I had a long conversation with a friend/client yesterday. She mentioned that she had been reviewing some of her old publishing contracts and discovered that she was entitled to a reversion of some of the songs in her catalogs. It is not unusual for songwriters, especially those who have been at this for awhile and have had multiple publishing deals to find out that there are elements of their contracts that they might not remember.
Reversion clauses in contracts can be tricky because they are sometimes limited in terms of the amount of time the writer has to notify the publisher to exercise the reversion.
I can think of other types of reversions; for example some recording contracts may feature a reversion of masters and all master license agreements essentially function the same way. Again, the trick in all of these instances is that the artist has to take some affirmative action to get their materials back.
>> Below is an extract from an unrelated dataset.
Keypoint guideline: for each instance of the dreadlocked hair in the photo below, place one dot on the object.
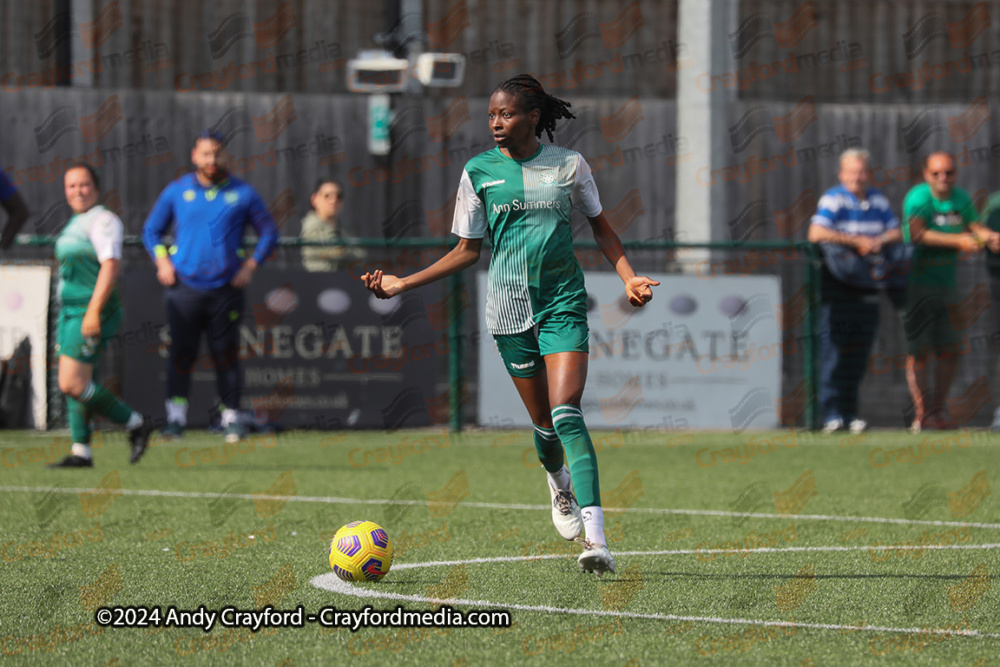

There are other dates to keep in mind. Old management contracts may contain sunset clauses-you don’t want to be paying commissions when it’s no longer required. Of course, all contracts have limitation periods after which one can no longer object to a statement or accounting.
Finally, as I have discussed before, with the coming onslaught of statutory terminations under the Copyright Act, keeping up with dates is going to be of more importance than ever before.
As a lawyer, I try to keep up with these important dates for my clients but it’s not always possible, especially when a client has changed attorneys, moved, etc. Therefore, it is important for all artists to undertake this process-of going back through their old contracts. You never know what you may discover.